Phoenix Suns (30-39): They are fun, they are undefeated in the bubble, and I’d be rooting for them to grab the 8-seed were it not for the Blazers. Plus, Jevon Carter! WVU represent! Their remaining four games look challenging (Miami, Oklahoma City, Philadelphia, Dallas), but they look like a real squad for next season.

San Antonio Spurs (29-38): I desperately wanted the Spurs to do well this season. But despite their decent showing in the bubble games, the loss of LaMarcus Aldridge meant that they were devoid of the talent necessary to beat the free agent vortex of the LA teams. They are looking upward at the Memphis Grizzlies, man. This is a bad season for Pop and the Spurs, and it’s a genuine bummer.
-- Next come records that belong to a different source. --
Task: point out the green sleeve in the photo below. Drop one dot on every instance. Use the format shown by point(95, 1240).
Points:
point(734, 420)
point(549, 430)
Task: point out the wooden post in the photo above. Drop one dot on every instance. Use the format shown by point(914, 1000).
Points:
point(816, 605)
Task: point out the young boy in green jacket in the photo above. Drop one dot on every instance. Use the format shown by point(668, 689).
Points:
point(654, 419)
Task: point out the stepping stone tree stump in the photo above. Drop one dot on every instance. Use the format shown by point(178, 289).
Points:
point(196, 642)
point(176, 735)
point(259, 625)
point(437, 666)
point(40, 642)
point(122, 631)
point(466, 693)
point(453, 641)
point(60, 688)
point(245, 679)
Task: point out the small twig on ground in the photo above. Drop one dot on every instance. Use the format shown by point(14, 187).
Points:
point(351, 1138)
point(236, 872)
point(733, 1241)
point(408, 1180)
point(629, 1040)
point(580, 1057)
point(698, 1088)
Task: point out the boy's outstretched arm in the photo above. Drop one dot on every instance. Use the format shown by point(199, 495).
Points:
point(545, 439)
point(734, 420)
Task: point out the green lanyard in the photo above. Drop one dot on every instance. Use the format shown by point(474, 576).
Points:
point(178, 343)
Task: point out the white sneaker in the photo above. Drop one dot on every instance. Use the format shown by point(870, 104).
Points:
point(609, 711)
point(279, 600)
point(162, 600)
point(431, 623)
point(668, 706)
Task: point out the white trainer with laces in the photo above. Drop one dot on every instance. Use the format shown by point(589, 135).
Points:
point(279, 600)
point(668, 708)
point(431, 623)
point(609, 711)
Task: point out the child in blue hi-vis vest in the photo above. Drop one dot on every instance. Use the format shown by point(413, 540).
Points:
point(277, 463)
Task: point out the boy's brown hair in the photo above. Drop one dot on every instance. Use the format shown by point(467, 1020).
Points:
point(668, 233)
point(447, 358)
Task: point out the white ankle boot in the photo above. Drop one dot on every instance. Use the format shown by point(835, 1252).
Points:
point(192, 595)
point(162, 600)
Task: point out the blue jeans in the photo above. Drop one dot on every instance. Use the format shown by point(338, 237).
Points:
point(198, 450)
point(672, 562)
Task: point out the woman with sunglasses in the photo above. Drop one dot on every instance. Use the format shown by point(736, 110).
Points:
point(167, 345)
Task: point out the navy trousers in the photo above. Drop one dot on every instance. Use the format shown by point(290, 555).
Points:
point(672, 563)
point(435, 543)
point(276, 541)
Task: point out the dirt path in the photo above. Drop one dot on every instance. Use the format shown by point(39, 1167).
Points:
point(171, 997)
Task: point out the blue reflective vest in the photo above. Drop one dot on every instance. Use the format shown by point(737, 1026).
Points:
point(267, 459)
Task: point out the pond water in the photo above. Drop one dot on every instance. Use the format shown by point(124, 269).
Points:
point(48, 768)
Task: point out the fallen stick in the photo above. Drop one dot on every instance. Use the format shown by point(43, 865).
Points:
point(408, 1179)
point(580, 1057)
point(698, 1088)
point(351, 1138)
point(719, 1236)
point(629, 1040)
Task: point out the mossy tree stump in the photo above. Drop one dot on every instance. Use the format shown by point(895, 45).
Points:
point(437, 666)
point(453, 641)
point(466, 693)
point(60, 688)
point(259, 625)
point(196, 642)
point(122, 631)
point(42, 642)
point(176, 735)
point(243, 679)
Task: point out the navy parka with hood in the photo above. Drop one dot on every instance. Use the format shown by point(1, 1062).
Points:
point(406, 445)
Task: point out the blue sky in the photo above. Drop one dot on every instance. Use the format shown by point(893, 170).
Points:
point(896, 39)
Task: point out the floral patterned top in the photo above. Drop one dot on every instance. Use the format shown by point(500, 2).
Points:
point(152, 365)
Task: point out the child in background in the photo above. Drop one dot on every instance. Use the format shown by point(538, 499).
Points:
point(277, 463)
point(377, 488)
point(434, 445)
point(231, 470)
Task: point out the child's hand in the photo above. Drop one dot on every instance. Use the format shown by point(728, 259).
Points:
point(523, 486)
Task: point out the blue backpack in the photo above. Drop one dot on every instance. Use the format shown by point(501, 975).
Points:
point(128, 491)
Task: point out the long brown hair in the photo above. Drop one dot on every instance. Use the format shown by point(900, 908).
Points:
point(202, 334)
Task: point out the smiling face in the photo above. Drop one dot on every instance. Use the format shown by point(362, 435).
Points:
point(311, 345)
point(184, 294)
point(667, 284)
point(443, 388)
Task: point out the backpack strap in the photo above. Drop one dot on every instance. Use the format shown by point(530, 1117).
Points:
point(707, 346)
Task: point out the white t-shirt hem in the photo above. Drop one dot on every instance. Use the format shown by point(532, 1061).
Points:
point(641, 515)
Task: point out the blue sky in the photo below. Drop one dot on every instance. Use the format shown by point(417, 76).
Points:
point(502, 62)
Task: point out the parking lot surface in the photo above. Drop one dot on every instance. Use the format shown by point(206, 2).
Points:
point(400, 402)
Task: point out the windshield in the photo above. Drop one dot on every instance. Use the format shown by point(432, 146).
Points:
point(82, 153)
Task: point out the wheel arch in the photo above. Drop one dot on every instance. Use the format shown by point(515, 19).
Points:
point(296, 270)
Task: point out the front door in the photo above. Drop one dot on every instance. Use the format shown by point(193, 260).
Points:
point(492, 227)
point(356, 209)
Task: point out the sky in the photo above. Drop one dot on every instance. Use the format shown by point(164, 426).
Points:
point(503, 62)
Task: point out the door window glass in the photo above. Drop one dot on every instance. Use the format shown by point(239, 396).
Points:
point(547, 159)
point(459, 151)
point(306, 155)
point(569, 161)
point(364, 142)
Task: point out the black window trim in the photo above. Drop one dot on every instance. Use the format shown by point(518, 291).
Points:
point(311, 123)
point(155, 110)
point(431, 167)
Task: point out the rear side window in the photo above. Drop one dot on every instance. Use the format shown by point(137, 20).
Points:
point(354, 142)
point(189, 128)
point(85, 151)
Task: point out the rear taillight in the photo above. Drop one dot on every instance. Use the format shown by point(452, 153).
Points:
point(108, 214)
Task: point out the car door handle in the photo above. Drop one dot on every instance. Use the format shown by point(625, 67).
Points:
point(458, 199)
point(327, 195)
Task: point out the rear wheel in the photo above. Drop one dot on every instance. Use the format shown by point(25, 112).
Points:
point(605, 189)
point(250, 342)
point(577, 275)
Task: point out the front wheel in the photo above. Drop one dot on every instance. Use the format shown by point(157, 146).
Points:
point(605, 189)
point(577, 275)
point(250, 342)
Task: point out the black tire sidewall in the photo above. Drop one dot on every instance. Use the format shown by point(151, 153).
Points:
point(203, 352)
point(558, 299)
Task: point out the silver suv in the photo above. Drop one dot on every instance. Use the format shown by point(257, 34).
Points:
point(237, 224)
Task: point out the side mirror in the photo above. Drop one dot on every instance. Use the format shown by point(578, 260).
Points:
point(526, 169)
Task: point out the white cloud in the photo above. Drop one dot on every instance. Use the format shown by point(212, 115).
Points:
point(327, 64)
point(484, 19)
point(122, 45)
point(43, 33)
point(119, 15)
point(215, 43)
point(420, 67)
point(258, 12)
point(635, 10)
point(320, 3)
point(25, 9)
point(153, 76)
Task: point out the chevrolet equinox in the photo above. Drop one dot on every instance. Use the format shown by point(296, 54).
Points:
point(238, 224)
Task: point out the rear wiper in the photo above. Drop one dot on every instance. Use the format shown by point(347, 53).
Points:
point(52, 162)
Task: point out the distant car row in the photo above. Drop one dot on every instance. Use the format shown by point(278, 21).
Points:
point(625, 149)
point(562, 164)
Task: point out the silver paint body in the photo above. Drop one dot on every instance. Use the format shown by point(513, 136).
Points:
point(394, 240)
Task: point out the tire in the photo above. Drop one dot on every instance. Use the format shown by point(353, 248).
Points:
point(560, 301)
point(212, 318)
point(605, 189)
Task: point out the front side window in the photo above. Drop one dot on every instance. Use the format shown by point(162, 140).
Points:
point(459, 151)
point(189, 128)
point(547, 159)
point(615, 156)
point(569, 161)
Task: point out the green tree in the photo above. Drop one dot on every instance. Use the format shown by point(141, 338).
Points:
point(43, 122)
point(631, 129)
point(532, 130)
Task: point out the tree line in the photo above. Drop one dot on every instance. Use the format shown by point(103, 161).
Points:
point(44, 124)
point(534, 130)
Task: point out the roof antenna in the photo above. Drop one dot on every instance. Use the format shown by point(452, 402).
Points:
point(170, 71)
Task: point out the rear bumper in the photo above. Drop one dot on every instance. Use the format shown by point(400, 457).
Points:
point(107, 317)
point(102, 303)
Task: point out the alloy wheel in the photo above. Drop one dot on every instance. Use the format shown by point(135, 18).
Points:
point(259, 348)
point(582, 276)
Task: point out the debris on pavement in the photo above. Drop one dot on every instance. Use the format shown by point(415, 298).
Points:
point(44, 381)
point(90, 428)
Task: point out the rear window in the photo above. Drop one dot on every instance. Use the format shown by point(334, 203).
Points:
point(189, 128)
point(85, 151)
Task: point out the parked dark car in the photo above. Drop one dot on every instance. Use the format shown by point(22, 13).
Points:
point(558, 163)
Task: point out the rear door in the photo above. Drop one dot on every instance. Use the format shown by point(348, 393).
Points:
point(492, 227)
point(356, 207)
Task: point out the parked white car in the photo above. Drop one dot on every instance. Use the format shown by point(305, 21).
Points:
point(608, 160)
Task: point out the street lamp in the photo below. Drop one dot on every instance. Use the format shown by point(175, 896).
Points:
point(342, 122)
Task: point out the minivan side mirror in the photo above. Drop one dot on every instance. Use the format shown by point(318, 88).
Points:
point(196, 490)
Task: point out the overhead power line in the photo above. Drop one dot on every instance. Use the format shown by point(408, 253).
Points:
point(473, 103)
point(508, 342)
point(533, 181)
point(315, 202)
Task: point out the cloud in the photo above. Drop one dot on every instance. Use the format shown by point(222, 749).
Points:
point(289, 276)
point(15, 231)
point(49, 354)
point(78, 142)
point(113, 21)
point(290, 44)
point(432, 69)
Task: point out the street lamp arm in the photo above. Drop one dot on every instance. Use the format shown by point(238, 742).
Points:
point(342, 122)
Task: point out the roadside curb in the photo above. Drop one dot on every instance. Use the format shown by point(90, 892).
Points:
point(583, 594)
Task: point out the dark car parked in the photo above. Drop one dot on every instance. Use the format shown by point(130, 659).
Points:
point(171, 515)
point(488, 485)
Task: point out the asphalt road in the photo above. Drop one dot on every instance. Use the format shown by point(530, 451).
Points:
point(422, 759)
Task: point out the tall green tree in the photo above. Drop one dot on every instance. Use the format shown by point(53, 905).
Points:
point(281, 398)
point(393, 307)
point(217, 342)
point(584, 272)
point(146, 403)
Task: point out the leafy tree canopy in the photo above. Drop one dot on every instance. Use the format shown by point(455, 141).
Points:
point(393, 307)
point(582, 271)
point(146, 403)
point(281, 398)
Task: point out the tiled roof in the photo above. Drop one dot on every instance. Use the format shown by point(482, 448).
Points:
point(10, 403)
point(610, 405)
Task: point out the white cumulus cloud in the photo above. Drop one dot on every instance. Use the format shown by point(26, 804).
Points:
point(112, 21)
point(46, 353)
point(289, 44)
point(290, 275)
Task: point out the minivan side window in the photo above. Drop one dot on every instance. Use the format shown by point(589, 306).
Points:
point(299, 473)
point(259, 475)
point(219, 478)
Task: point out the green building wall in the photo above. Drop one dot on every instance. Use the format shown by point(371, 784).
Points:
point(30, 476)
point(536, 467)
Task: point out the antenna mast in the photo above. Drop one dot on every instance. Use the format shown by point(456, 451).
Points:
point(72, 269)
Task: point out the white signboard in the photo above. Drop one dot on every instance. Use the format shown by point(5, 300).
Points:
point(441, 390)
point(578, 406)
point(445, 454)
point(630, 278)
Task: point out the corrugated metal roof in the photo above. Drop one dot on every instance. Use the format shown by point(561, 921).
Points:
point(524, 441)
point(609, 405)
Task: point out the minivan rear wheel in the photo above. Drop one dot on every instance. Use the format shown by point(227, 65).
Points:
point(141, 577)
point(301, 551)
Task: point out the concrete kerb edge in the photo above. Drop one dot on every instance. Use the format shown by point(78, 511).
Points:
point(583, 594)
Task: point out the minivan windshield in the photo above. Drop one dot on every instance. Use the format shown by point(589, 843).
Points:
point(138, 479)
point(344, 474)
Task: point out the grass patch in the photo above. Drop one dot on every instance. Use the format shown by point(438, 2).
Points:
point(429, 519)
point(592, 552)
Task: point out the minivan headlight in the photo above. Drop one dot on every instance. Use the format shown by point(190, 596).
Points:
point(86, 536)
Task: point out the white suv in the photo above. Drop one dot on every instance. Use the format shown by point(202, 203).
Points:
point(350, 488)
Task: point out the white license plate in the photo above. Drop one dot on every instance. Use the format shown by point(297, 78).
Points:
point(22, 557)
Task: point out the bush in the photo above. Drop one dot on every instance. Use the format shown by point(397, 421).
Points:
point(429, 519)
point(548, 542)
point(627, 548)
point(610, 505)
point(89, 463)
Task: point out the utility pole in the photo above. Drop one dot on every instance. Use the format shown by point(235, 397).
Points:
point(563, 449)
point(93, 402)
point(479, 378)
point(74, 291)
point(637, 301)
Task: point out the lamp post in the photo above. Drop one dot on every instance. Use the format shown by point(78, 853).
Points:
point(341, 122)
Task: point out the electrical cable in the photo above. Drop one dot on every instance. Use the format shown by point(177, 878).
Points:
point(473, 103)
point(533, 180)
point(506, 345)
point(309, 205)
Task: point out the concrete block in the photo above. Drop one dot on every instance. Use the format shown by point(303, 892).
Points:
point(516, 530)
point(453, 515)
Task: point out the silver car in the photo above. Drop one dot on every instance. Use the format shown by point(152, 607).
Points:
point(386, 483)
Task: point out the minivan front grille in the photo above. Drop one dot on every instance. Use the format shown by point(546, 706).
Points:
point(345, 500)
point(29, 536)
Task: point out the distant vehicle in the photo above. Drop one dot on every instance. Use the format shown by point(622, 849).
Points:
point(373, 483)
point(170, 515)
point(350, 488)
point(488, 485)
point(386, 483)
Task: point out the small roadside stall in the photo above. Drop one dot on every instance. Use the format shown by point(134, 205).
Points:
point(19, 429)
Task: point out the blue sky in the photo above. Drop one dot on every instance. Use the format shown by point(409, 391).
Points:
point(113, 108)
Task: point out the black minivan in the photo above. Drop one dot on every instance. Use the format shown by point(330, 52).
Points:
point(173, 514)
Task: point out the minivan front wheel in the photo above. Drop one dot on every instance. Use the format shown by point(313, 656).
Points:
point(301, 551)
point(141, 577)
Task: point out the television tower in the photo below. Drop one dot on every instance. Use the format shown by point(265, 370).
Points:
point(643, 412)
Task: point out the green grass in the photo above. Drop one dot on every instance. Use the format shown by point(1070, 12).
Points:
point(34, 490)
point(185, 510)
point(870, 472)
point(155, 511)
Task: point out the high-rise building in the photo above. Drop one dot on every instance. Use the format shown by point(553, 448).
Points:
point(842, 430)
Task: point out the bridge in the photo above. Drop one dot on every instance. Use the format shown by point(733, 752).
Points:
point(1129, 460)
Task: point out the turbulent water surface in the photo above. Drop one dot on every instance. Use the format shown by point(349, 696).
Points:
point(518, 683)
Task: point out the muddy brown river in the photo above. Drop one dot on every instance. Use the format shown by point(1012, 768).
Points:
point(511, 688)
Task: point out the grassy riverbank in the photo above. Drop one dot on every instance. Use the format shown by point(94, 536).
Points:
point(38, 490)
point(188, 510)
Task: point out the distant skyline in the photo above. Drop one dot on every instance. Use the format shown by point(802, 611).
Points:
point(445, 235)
I’m hoping for something to gel next season, since, on paper, Aldridge, DeMar DeRozan, Patty Mills, Dejounte Murray et al. should be in the playoff mix.

Sacramento Kings (29-39): I can’t engage with this franchise at a level necessary for analysis. They have a mercurial owner who keeps his staff on a short leash and seems to have a timeline for player development that would only work if you could develop the players in Inception’s Limbo.

New Orleans Pelicans (29-39) should have some optimism about next year, as they have a good coach, some decent talent, and another offseason to get Zion healthy and in shape. But for the rest of the bubble games, they are just playing spoiler, with games against Washington, San Antonio, Sacramento, and Orlando.